Thursday, May 24, 2007

#20: The Stars My Destination (1956) by Alfred Bester

“This was a Golden Age, a time of high adventure, rich living, and hard dying…but nobody thought so. This was a future of fortune and theft, pillage and rapine, culture and vice…but nobody admitted it. This was an age of extremes, a fascinating century of freaks…but nobody loved it.”


The Stars My Destination is generally considered the sf The Count of Monte Cristo. The main character, Gully Foyle, is a directionless sailor who spends time in prison and escapes with the help of a fellow inmate, with riches near on the horizon. Not too unlike Edmond Dantes. Foyle is also driven by revenge. While left trapped on the merchant starship "Nomad" at the beginning of the novel, Foyle signals for help from a passing vessel, "Vorga." But "Vorga" leaves him to die, and Foyle finds something to live for…revenge. Foyle’s escapades accelerate from there. He spends time with a tribal group living on an asteroid, plans a terrorist bombing, takes on the identity of an upperclass dandy, and even trades in those dreaded weapons of mass destruction. Literarily pulpy, this novel is perhaps Bester at his best.


Last time we left Alfred Bester, he was writing about the skills of the mind. And so TSMD begins. The landscape of human civilization was radically changed years in the past by a skill called jaunting. To jaunte is to travel from one point to another instantly, purely by thought. The ability was first discovered by Charles Fort Jaunte, and many of the early practitioners died while attempting it. But once the general populace gained the skill, all shit broke loose. The poor began jaunting out of slums, thieves jaunted into anything they could, the ruling class turned to sexual Puritanism, and security lost its meaning. By Foyle’s time, civilization has come to a relative calm again. But things are strange. For instance, the rich show their wealth by not jaunting—resorting to expensive bicycles before doing something so beneath them. The rich also keep their daughters locked in blind rooms that ensure no contact with the outside world. Purity. Virginity. Fascinating stuff.

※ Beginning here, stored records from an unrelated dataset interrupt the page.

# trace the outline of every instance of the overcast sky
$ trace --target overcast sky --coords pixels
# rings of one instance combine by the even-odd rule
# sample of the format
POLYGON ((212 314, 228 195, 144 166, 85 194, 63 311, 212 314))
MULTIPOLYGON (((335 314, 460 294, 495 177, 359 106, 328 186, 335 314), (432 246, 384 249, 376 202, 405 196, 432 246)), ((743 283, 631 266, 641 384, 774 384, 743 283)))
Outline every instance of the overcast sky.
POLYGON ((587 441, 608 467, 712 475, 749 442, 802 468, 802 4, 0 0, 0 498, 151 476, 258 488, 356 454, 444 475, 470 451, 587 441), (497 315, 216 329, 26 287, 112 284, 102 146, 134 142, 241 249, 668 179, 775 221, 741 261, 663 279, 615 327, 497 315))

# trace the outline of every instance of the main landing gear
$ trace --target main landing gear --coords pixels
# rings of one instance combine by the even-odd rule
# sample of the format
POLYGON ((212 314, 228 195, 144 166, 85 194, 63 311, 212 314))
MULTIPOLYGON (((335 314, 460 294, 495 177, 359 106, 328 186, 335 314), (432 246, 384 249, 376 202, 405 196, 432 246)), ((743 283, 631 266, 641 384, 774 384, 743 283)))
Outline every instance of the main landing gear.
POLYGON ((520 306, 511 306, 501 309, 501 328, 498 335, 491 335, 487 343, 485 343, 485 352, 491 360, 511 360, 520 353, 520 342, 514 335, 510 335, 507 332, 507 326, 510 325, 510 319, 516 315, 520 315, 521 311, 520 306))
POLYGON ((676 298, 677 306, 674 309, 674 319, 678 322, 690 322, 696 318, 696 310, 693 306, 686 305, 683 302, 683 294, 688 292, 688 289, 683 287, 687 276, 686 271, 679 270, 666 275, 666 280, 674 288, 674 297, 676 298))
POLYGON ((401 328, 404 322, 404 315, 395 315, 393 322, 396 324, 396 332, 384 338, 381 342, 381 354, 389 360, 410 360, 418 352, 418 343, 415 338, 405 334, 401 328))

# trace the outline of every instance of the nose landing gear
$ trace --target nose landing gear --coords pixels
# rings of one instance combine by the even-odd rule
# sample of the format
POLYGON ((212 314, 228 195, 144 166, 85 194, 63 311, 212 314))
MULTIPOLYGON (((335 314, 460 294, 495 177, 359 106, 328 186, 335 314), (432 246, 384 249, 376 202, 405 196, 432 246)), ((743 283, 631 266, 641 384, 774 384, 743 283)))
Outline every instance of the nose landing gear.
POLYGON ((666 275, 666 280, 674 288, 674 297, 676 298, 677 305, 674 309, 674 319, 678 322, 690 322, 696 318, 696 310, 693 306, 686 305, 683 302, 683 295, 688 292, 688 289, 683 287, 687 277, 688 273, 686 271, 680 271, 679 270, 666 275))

Bester also takes a page from Golding and describes a tribal group of humans. Gully’s first stop on his revenge trip is an asteroid inhabited by the descendents of a stranded scientific research team. Calling themselves the “Scientific People,” they speak an odd dialect, tattoo themselves with elaborate Maori masks, and line the interior of the asteroid with parts scavenged from abandoned, wreaked, and lost space vessels. Foyle makes more than one visit to this strange asteroid during the course of the novel, and his sense of what these people are changes with every visit. Bester also describes a group of neo-Skoptsy. And they’re frightening. Instead of just settling for castration like their Russian cousins, these Skoptsy sever their central nervous system in a belief that sensation itself is the root of all evil. They spend the rest of their lives living in eternally dark catacombs on Mars, never again seeing, hearing, smelling, tasting, or touching. Gully Foyle calls them “the living dead.”


In the end, Bester seems to be looking towards the next stage in humanity in TSMD. Beyond rocketships and moon dreams, what does it really mean to have the stars as a destination. Gully Foyle finds out.

Poor Me


I set out to read a book a week on this project. It went well until I wanted to…I don’t know…read anything else, see a movie, get some sleep, make dinner, work in the yard, go for a bike ride, travel, etc. It’s looking like one a month is more reasonable for the foreseeable future. I hope to bump that up to two. Track me. I dare you!